島津山周辺にはこんな坂があり、この地域が高台と言うのが実感できます。
この地域は、仙台伊達藩の7万5千㎡に及ぶ広大な屋敷がありました。現在の地図を見てもらえればわかりますが、周辺にはお寺などが数多く存在しています。上記に挙げた通りの配置と言うわけです。
このように住環境として優れた高く広い土地で由緒ある地となれば、当然地価が高いわけで、現在のお屋敷街になっている訳です。
高い場所は安全な場所だからお金持ちが住む!
高い場所は、快適だけではなく、安全な場所でもあります。
東京の地層は大きく分けると、多摩丘陵を形成する上総層群、洪積層、沖積層の3層。
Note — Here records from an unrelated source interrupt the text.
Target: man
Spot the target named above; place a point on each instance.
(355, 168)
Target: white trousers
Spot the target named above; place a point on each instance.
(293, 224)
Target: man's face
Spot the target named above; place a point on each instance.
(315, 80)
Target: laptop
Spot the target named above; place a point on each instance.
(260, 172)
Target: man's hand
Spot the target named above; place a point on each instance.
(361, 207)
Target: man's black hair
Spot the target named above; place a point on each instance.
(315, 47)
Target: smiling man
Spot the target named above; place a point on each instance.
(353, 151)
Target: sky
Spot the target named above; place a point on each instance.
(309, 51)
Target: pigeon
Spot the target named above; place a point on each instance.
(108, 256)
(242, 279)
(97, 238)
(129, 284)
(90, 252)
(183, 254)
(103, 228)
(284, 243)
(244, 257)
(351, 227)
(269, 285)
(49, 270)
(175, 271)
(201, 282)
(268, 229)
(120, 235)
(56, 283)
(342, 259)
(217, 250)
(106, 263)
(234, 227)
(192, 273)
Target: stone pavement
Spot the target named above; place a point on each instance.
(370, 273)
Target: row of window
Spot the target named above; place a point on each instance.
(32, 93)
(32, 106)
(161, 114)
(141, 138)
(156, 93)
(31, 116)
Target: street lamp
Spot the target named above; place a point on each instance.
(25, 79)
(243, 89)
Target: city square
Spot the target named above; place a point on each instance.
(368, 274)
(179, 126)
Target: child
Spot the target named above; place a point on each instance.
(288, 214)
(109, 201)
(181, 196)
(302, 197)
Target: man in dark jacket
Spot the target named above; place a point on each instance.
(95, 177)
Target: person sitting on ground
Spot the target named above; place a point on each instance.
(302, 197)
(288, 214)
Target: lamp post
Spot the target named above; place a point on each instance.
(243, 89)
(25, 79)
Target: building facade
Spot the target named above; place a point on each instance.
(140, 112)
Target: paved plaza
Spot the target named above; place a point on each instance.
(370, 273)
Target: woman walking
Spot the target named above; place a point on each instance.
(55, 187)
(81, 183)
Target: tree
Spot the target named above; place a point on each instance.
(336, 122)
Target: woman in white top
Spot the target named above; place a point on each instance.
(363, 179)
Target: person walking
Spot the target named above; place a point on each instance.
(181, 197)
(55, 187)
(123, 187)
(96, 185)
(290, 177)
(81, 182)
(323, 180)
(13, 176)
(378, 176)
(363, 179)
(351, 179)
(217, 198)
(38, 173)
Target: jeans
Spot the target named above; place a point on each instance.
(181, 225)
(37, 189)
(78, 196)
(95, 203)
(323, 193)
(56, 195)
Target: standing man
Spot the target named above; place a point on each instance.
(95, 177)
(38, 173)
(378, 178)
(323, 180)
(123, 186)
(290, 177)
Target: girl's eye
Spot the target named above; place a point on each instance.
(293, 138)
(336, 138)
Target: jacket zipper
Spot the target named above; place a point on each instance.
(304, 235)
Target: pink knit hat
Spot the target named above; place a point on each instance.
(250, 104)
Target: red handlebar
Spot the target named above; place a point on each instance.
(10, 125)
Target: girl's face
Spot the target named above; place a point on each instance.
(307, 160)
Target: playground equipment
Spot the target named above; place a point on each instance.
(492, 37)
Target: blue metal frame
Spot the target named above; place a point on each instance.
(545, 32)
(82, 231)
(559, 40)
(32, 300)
そのうち、洪積層は有名な関東ローム層や東京礫層などを含む地層で、主に山の手エリアがこの地層で古くて丈夫です。
しかし、下町は沖積層と言う比較的新しい地層が中心で軟弱な地盤です。現在の技術をもってすれば問題はありませんが、関東大震災では家屋倒壊が多かった地域でもあります。
同じ山の手エリアでも、全てが高台ではなく、現在の渋谷駅や恵比寿駅などは渋谷川沿いの低地になります。また、代官山は高台ですが、お隣の目黒は目黒川沿いの低地となります。
現在の繁栄具合は別として、昔ながらの意味でお金持ちが住むべき場所とすれば、中目黒よりは代官山となります。実際に、中古マンションの坪単価を比較していみると、中目黒は176万円で代官山は348万円と倍近くの差があります。
学校名や交差点名で土地の高低を読み取ってみる…
わが国の地名には、土地の高低から名づけられたものが多くあります。川、池、窪、沼、流、崎、泉、谷などが付いていれば低地で、山、台、丘などがあれば、高地であることが多いです。
ところが、この法則に当てはまらない地域も多々あります。
それが【自由が丘】です。
この地名を聞くと、おしゃれなショップが立ち並ぶイメージがあります。その地名に『丘』が付くことから、高台のイメージがあります。しかし、駅のすぐ脇に、九品仏川縁道があるように、川沿いの低地です。
自由が丘はもともと、碑衾町大字衾※と呼ばれていました。昭和7年に目黒区ができた時に自由が丘となり、隣の緑ヶ丘の一部と合わせて自由が丘と改名されました。
※ひぶすまちょうおおあざふすま(読めません…)
そのかっこいい地名が、イメージを高めて土地の高低以上に地価を押し上げて現在の繁栄に繋がりました。
学校や交番などの地名で、御殿山と言う名が残されています。
今では、北品川と言う名前の地名に代わっていますが、学校や交番には御殿山と言う名前が残っています。このように古くからの地名を調べる際には、歴史書などを読むより、その地域の学校や交差点名などを調べてみると意外な発見があります。
やっぱりお金持ちは高いところを目指す!
都心のタワーマンションには多くのセレブと呼ばれる人たちが住んでいます。
都心に限らず、タワーマンションと呼ばれる最上階には地元の有力者が購入しているのが多いそうです。現在の住宅事情を考えると、高いところと言えばタワーマンションで、お金持ちは最上階やその下の1階、2階に住んでいることが多く、高いところを目指しています。
マンションは普通、真ん中を基準にして価格を設定しています。向きや広さなども加味してある一定のルールに沿って価格が決められています。
しかし、最上階とその下の何階かは、そのルールは当てはまらなく、いきなり高い価格に設定されています。ずば抜けてよい景色、自分の上には誰もいないと言う優越感だけど、常識はずれの高値ですが、お金持ちは最上階のマンションを買いたがるようです。
今も昔もお金持ちなどの地位の高い人は、高いところがお好きなようです。